The other night I was up late editing some photos and got a bit of the ol' late-night hunger pangs. After realizing I was out of pickles to wrap in slices of Swiss cheese (my standard eaten-by-the-warm-glow-of-the-refrigerator light meal), I spied the carton of eggs and remembered Daniel's excellent tutorial on how to make a Spanish-style tortilla. I quickly pulled out my phone to check my shopping list to see if I was out of potatoes, then stopped myself because I realized I could get the answer much faster by looking at the potato bin right next to me. It was empty.
Luckily I had a fridge full of vegetable and cheese scraps. My tongue turned toward my stomach and flashed electric signals across a vast tunnel of synaptic gaps to deliver one word in three syllables: frit- ta- ta.
My stomach had only just given a genial growl to indicate its approval of the plan when my brain butted in and said ahem, we are not going to be turning on the broiler tonight, daring anyone to challenge it. Cranking the oven on a hot summer evening just wasn't gonna happen.
Meanwhile, my hands had already started slicing onions and garlic, some asparagus, spinach, and a couple of shishito peppers before my brain had even caught up to what was going on. Most of my brain decided to take a moment to regroup while my hands continued to sauté vegetables. The only part that stuck around to watch was the bit that remembered to sauté the onions separately so that the steam from the other vegetables didn't inhibit any delicious caramelization on the onion bits.
By the time my brain caught up, my hands had already sliced some ham and diced up some cheese (a much nicer way to incorporate it into frittatas and quiches than grating it), whisked some eggs, and deposited them into the skillet.
So there I was. I suddenly found myself with a frittata cooking in the skillet and no broiler to finish it under. The solution was simple: Just flip it like a Spanish tortilla. Compared to a normal finished-in-the-oven frittata which can take on a poofy, souffléd texture, flipping produces a much creamier, denser omelette. It's a texture I actually prefer.
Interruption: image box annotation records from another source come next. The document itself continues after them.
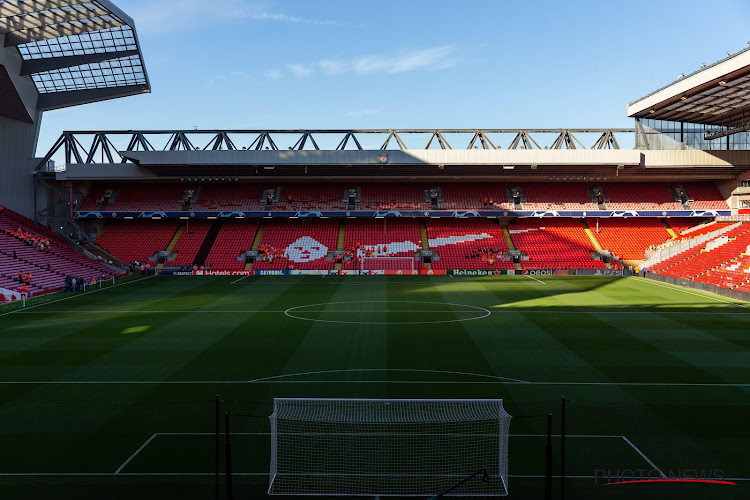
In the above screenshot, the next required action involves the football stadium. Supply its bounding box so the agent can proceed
[0,0,750,500]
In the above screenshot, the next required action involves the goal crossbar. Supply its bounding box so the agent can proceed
[359,257,416,271]
[268,398,511,497]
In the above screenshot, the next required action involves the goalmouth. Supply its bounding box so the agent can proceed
[359,257,416,273]
[268,398,511,497]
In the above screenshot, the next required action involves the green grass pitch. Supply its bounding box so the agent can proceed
[0,276,750,500]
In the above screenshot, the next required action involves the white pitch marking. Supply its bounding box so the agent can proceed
[628,276,750,309]
[524,274,547,285]
[0,276,155,317]
[247,368,528,384]
[115,434,156,474]
[284,300,492,325]
[0,380,750,389]
[620,436,667,479]
[0,472,750,481]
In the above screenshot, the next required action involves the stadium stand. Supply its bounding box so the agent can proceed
[357,184,430,210]
[206,219,259,271]
[522,182,598,210]
[95,219,180,263]
[195,184,263,212]
[602,182,682,210]
[164,220,213,266]
[440,182,512,210]
[78,183,187,212]
[253,220,339,270]
[586,217,671,261]
[427,219,514,269]
[343,219,422,270]
[77,182,729,212]
[508,218,606,269]
[0,209,114,295]
[651,224,750,284]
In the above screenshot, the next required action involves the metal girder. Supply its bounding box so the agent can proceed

As Daniel demonstrated, once you get the hang of it, the process of flipping is really simple and it allows you to put dinner on the table much faster than using the oven (and it saves you from having to heat up the kitchen during the summer). All you have to do is place an empty plate or pot lid over the pan, invert it over the sink (just in case you have any drips), then slide it back into the skillet. You end up with a nice fat omelette that's golden brown on the outside and nice and creamy in the middle.
After I finished my slice, I covered the rest and left it out for breakfast. My stomach thanked my hands, my hands gave a synaptic high five to my brain, and my eyes remembered seeing the last egg come out of that carton. My thumb flicked on my phone and when I looked down to update my shopping list, my hand decided to smack my head: Turns out I'd never put potatoes on the list anyway.